Problematic (Debiased Sinkhorn barycenter, proposed by H.Janti et al.): Let $\alpha_1, \ldots, \alpha_K \in \Delta_n$ and $\mathbf{K}=e^{-\frac{\mathrm{C}}{\varepsilon}}$. Let $\pi$ denote a sequence $\pi_1, \ldots, \pi_K$ of transport plans in $\mathbb{R}_{+}^{n \times n}$ and the constraint sets $\mathcal{H}_1=\left\{\pi \mid \forall k, \pi_k \mathbb{1}=\alpha_k\right\}$, and $\mathcal{H}_2=\left\{\pi \mid \forall k \forall k^{\prime}, \pi_k^{\top} \mathbb{1}=\pi_{k^{\prime}} \mathbb{1}\right\}$. The barycenter problem $\min _{\alpha \in \Delta_n} \sum_{k=1}^K w_k \mathrm{~S}_{\varepsilon}\left(\alpha_k, \alpha\right)$ is equivalent to: \begin{align*} & \min _{\substack{\pi \in \mathcal{H}_1 \cap \mathcal{H}_2 \\ d \in \mathbb{R}_{+}^n}}\left[\varepsilon \sum_{k=1}^K w_k \mathrm{KL}\left(\pi_k \mid \mathbf{K} \operatorname{diag}(d)\right) +\frac{\varepsilon}{2}\langle d-\mathbb{1}, \mathbf{K}(d-\mathbb{1})\rangle\right]. \tag{3.} \end{align*} where $\mathrm{KL}(\mathbf{P} \mid \mathbf{Q})=\sum_{i, j} \mathbf{P}_{i j} \log \left(\frac{\mathbf{P}_{i j}}{\mathbf{Q}_{i j}}\right)+\mathbf{Q}_{i j}-\mathbf{P}_{i j}$.

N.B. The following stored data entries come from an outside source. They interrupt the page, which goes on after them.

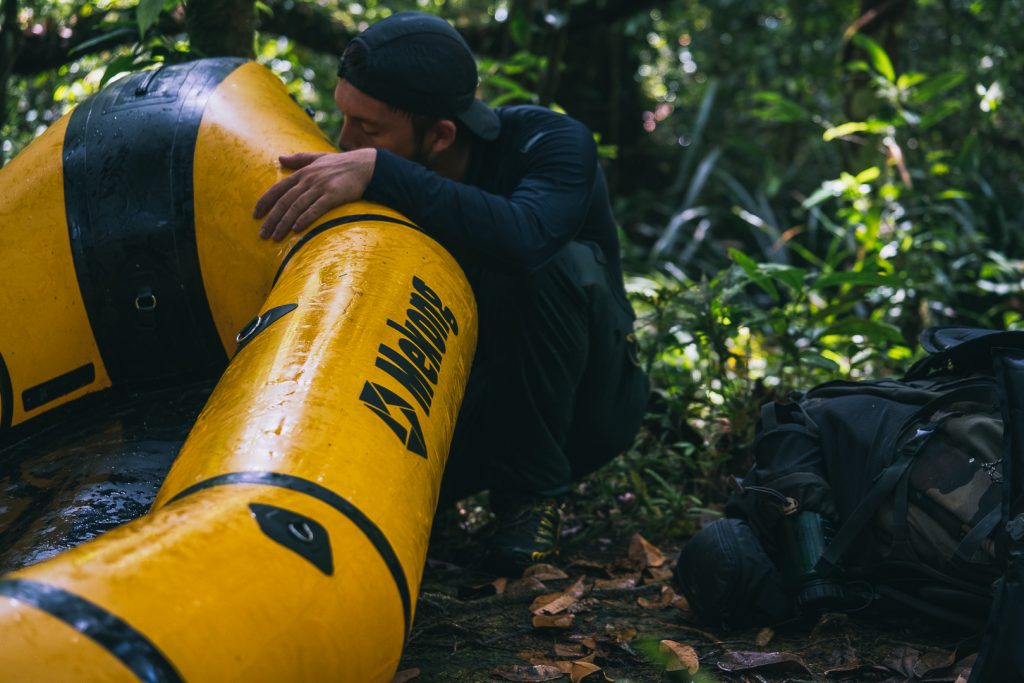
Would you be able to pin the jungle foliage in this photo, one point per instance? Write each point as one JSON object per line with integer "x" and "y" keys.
{"x": 803, "y": 185}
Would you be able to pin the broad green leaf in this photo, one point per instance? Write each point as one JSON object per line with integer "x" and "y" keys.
{"x": 936, "y": 85}
{"x": 953, "y": 195}
{"x": 788, "y": 274}
{"x": 121, "y": 65}
{"x": 858, "y": 278}
{"x": 102, "y": 38}
{"x": 947, "y": 108}
{"x": 820, "y": 195}
{"x": 776, "y": 108}
{"x": 519, "y": 29}
{"x": 906, "y": 81}
{"x": 844, "y": 129}
{"x": 877, "y": 55}
{"x": 146, "y": 13}
{"x": 872, "y": 126}
{"x": 750, "y": 266}
{"x": 817, "y": 360}
{"x": 859, "y": 326}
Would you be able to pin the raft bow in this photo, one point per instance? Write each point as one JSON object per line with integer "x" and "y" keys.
{"x": 289, "y": 539}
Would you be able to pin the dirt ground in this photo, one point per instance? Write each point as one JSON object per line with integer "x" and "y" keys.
{"x": 611, "y": 613}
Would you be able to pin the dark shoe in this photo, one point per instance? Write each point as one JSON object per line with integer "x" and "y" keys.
{"x": 526, "y": 534}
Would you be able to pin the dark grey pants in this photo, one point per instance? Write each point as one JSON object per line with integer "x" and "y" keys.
{"x": 556, "y": 389}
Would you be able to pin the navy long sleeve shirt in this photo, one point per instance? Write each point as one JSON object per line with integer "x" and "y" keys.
{"x": 524, "y": 197}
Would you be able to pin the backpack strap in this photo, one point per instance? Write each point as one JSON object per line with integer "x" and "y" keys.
{"x": 888, "y": 479}
{"x": 1001, "y": 657}
{"x": 970, "y": 544}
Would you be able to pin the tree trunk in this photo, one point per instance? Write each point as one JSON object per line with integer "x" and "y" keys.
{"x": 221, "y": 28}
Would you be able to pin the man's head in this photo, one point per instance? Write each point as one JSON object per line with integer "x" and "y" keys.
{"x": 411, "y": 76}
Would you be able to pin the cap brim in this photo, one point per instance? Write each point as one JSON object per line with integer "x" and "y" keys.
{"x": 481, "y": 120}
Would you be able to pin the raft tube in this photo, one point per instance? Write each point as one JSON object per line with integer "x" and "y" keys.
{"x": 289, "y": 539}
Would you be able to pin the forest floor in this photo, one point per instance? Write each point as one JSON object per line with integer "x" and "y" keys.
{"x": 607, "y": 610}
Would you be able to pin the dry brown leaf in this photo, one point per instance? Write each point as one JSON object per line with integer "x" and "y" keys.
{"x": 553, "y": 603}
{"x": 681, "y": 657}
{"x": 644, "y": 554}
{"x": 543, "y": 600}
{"x": 585, "y": 670}
{"x": 528, "y": 673}
{"x": 666, "y": 598}
{"x": 764, "y": 637}
{"x": 590, "y": 642}
{"x": 738, "y": 660}
{"x": 619, "y": 583}
{"x": 406, "y": 675}
{"x": 562, "y": 602}
{"x": 477, "y": 591}
{"x": 656, "y": 574}
{"x": 553, "y": 621}
{"x": 544, "y": 572}
{"x": 563, "y": 650}
{"x": 524, "y": 587}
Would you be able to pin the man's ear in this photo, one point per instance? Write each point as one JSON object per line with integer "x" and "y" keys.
{"x": 442, "y": 135}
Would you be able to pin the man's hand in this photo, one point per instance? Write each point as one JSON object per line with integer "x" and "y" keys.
{"x": 322, "y": 181}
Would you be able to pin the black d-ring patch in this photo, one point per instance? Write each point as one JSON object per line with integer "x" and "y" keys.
{"x": 305, "y": 537}
{"x": 261, "y": 323}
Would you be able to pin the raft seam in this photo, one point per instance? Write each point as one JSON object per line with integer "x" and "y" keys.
{"x": 335, "y": 222}
{"x": 6, "y": 397}
{"x": 109, "y": 631}
{"x": 324, "y": 495}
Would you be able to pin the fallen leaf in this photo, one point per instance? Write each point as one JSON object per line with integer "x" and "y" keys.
{"x": 477, "y": 591}
{"x": 553, "y": 621}
{"x": 656, "y": 574}
{"x": 590, "y": 642}
{"x": 934, "y": 660}
{"x": 903, "y": 660}
{"x": 680, "y": 657}
{"x": 525, "y": 586}
{"x": 829, "y": 623}
{"x": 622, "y": 633}
{"x": 644, "y": 554}
{"x": 530, "y": 674}
{"x": 586, "y": 670}
{"x": 563, "y": 650}
{"x": 544, "y": 572}
{"x": 553, "y": 603}
{"x": 406, "y": 675}
{"x": 733, "y": 662}
{"x": 619, "y": 583}
{"x": 667, "y": 598}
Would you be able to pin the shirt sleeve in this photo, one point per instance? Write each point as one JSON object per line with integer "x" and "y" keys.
{"x": 545, "y": 210}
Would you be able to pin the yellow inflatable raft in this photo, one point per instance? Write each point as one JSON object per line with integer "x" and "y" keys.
{"x": 287, "y": 543}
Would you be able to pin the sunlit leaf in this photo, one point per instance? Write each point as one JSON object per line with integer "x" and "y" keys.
{"x": 146, "y": 14}
{"x": 679, "y": 656}
{"x": 750, "y": 266}
{"x": 853, "y": 278}
{"x": 875, "y": 330}
{"x": 936, "y": 85}
{"x": 876, "y": 55}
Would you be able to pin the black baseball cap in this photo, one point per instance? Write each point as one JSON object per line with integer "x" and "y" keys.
{"x": 419, "y": 62}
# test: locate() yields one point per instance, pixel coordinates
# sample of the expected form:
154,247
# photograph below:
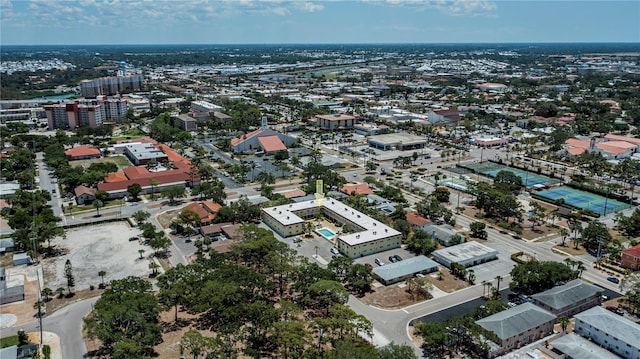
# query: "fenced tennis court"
584,200
529,179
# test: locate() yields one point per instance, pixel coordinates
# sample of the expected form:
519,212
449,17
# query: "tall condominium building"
83,113
110,85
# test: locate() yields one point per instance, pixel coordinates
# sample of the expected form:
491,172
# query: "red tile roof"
238,140
416,219
271,143
82,151
632,251
358,188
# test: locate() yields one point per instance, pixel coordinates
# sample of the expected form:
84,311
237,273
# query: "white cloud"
449,7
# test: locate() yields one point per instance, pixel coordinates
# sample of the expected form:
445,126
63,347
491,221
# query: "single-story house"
84,194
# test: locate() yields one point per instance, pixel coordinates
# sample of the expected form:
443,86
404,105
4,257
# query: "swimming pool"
326,233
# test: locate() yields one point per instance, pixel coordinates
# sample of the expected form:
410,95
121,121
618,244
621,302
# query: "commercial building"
82,152
518,326
404,269
110,85
397,141
630,258
575,346
570,298
611,331
143,153
335,121
468,254
368,235
85,113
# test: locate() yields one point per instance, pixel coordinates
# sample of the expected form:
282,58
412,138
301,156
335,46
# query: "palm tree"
498,278
97,204
564,233
564,323
102,274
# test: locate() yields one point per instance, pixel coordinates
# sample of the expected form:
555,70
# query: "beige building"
517,327
368,235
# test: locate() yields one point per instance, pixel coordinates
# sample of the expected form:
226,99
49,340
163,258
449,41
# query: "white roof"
373,229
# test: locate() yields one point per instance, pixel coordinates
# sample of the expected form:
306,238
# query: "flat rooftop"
396,138
465,251
375,230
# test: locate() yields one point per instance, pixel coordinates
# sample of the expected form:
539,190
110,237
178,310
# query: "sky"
98,22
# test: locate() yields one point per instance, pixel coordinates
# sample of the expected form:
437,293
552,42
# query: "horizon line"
335,43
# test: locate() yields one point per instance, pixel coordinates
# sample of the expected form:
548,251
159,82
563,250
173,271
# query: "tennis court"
529,179
584,200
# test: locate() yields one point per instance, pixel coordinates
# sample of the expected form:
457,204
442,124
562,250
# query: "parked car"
613,280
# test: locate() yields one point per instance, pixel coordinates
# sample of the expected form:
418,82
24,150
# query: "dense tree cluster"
534,276
260,299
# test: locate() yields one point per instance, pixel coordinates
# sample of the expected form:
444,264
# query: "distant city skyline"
95,22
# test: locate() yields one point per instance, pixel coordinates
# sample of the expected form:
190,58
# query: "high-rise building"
85,113
110,85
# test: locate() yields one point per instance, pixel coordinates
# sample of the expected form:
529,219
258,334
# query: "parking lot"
91,249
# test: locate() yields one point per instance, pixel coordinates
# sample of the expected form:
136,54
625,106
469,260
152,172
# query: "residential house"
611,331
518,326
84,194
570,298
418,221
630,258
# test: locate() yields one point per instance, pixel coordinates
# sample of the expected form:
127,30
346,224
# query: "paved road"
67,324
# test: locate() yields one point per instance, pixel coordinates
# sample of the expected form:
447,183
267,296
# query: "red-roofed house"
82,153
271,144
630,258
417,221
356,188
261,139
84,194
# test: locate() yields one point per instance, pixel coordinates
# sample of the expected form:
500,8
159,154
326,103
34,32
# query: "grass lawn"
8,341
119,160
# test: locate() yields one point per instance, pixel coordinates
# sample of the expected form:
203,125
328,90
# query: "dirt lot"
92,249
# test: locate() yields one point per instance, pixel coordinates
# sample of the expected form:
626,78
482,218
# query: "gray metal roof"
516,320
567,294
613,324
575,346
405,267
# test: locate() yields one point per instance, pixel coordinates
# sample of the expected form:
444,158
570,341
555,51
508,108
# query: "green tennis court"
584,200
529,179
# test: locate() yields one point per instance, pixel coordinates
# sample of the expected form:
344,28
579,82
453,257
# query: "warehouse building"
403,270
468,254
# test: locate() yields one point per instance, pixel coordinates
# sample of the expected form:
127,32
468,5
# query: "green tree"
134,190
68,273
127,312
97,204
173,192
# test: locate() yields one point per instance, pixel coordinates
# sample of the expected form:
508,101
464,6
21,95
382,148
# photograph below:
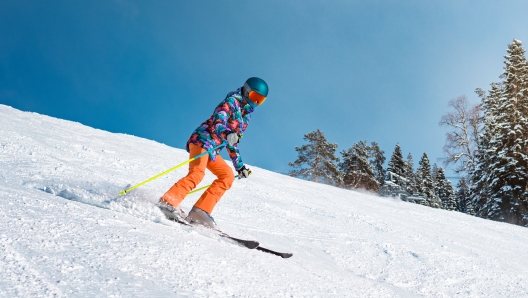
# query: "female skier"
226,126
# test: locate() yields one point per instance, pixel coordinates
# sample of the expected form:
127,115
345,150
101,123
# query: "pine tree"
462,196
444,190
316,160
426,188
377,161
479,176
396,168
356,169
508,148
412,184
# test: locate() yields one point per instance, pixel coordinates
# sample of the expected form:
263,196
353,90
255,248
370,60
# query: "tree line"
486,143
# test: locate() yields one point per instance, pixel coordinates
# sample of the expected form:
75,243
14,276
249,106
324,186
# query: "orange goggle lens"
256,98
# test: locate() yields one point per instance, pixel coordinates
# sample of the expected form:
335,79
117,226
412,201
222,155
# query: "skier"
226,126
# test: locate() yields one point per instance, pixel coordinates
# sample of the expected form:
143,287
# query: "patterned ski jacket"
231,115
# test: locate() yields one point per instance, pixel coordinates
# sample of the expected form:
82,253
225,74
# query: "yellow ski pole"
125,191
207,186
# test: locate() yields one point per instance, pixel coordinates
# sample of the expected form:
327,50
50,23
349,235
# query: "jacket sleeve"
221,122
220,119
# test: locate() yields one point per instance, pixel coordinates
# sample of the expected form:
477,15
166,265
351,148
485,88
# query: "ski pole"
207,186
124,192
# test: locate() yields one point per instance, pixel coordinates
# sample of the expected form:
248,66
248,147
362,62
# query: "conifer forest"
486,145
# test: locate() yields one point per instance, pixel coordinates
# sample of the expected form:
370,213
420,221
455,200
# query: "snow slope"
62,233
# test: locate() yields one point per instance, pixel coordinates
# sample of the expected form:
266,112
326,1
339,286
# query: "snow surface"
63,233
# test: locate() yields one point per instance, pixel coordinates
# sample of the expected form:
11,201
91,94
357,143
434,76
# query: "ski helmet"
256,90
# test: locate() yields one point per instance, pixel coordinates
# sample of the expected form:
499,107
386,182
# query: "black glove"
243,172
232,139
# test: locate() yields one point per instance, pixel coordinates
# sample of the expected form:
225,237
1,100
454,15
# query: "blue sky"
379,71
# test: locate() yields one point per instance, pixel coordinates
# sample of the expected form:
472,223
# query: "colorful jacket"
231,115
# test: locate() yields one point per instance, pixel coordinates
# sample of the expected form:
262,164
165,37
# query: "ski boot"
199,217
172,213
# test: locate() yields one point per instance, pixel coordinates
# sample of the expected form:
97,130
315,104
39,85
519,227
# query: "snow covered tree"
412,183
463,138
356,169
444,190
426,188
377,161
479,176
316,160
508,147
396,169
462,197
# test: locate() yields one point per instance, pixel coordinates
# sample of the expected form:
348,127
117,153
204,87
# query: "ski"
251,244
283,255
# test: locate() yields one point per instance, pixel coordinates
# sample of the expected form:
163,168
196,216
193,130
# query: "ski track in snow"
63,231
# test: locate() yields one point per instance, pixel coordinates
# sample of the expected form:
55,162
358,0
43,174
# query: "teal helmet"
255,85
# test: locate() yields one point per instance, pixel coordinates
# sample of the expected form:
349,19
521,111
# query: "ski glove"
243,172
232,139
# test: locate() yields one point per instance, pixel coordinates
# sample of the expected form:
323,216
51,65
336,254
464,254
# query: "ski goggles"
256,98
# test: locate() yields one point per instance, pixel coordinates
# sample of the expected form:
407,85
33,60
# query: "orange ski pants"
212,195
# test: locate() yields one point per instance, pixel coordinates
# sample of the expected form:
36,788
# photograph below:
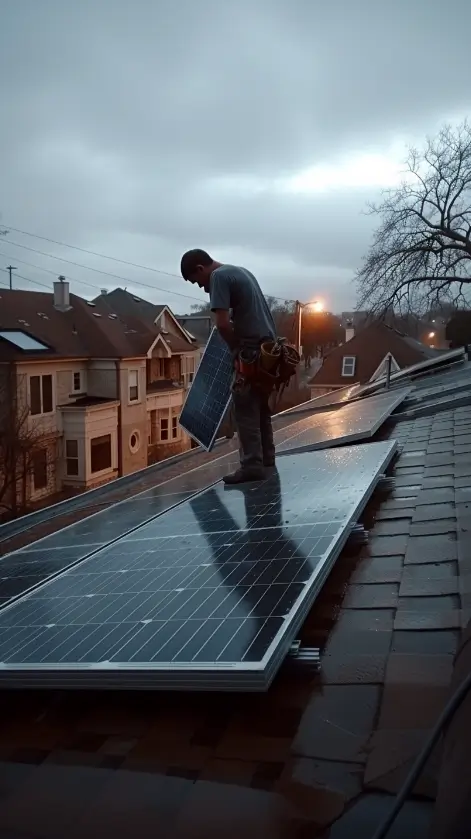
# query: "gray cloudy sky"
257,129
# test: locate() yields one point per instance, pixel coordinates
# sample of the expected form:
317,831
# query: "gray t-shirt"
236,289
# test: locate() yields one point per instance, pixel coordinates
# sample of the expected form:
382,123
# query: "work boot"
244,476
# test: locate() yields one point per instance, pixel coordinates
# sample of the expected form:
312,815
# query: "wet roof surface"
316,750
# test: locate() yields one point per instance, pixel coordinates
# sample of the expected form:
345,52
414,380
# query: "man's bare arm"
225,327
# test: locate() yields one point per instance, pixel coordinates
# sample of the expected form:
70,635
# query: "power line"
113,259
26,279
50,271
105,273
10,269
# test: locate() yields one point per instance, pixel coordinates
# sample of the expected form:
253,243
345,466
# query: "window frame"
41,377
349,361
71,458
131,387
46,469
106,468
164,437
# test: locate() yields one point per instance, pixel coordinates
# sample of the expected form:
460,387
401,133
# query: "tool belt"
270,366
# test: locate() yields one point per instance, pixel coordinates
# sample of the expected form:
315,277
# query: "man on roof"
244,321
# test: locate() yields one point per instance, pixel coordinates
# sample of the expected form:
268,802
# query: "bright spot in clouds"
358,172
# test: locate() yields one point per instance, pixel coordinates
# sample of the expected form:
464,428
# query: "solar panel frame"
437,362
321,425
212,378
347,498
336,397
29,567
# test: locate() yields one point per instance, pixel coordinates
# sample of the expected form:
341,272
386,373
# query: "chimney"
349,330
61,295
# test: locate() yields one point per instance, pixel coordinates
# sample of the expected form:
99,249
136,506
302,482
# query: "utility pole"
11,268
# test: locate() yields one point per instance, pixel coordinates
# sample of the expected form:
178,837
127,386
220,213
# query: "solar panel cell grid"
350,423
210,393
216,583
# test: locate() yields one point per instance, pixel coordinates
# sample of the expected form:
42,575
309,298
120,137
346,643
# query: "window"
71,457
40,394
22,340
40,469
100,453
133,385
134,442
348,366
153,428
164,429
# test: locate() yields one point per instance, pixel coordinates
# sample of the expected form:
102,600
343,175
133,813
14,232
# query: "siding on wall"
133,417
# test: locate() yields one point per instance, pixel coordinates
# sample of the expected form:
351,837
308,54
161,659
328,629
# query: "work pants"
253,421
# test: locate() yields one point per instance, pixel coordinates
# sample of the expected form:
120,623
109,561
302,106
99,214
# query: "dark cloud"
142,129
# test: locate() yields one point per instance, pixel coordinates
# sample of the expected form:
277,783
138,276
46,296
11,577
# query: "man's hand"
225,327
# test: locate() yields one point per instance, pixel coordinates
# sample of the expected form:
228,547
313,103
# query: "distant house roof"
32,327
130,307
81,331
368,348
198,326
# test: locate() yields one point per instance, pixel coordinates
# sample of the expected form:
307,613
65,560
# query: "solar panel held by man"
262,362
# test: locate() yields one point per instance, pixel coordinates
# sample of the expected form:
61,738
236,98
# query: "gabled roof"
83,331
128,306
369,347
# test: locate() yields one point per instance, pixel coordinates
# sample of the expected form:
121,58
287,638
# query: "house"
175,339
365,355
85,394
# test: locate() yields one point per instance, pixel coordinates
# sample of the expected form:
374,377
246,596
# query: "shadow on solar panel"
207,596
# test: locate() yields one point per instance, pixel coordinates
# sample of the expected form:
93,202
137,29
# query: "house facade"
365,356
85,394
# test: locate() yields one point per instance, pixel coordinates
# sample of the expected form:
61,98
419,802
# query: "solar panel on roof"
27,567
209,596
437,362
335,397
356,421
210,393
22,340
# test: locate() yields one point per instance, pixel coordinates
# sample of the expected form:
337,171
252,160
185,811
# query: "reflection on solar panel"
210,595
429,364
26,568
336,397
22,340
209,394
353,422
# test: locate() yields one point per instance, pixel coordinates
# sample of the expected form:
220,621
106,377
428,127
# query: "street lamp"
316,305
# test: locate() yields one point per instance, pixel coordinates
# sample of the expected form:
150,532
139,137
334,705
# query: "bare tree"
421,252
22,445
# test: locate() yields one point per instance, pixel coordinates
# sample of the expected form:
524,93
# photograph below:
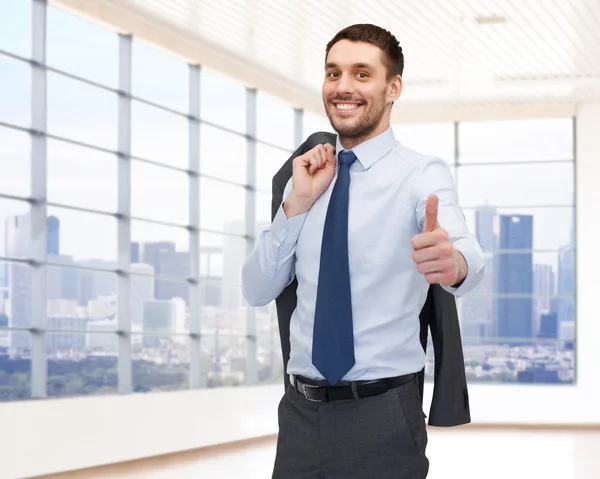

To compute the barycenter numerically, we can use Algorithm 1 in the same paper of Janati.
Comment: According to the, we can observe that Algorithm 1 converges very quickly when $\varepsilon$ is small (in this case, 0.005), corresponding to the case with the smallest number of small eigenvalues. When $\varepsilon$ increases, the algorithm takes much more time to converge, and the kernel $\mathbf{K}$ has more small eigenvalues. Based on the common understanding, this issue might come from the ill-condition of the Gaussian kernel $\mathbf{K} = \exp(-C/\varepsilon)$ when the size of the cost matrix $C$ (the number of discretization) is too large. Then, a part of the optimization problem may be \emph{too flat} in some directions. For instance, the convexity of the map $d \mapsto \langle (d-\mathbb{1}), \mathbf{K}(d-\mathbb{1}) \rangle$ is directly related to the eigenvalues of $\mathbf{K}$ (since the Hessian matrix is $\nabla^2 = 2\mathbf{K}$).
Question: I wonder if there is any good way to minimize the objective function w.r.t the variable $d$ (so that I believe it will make the updating of $\pi$ more robust as a consequence) when the objective function is too flat.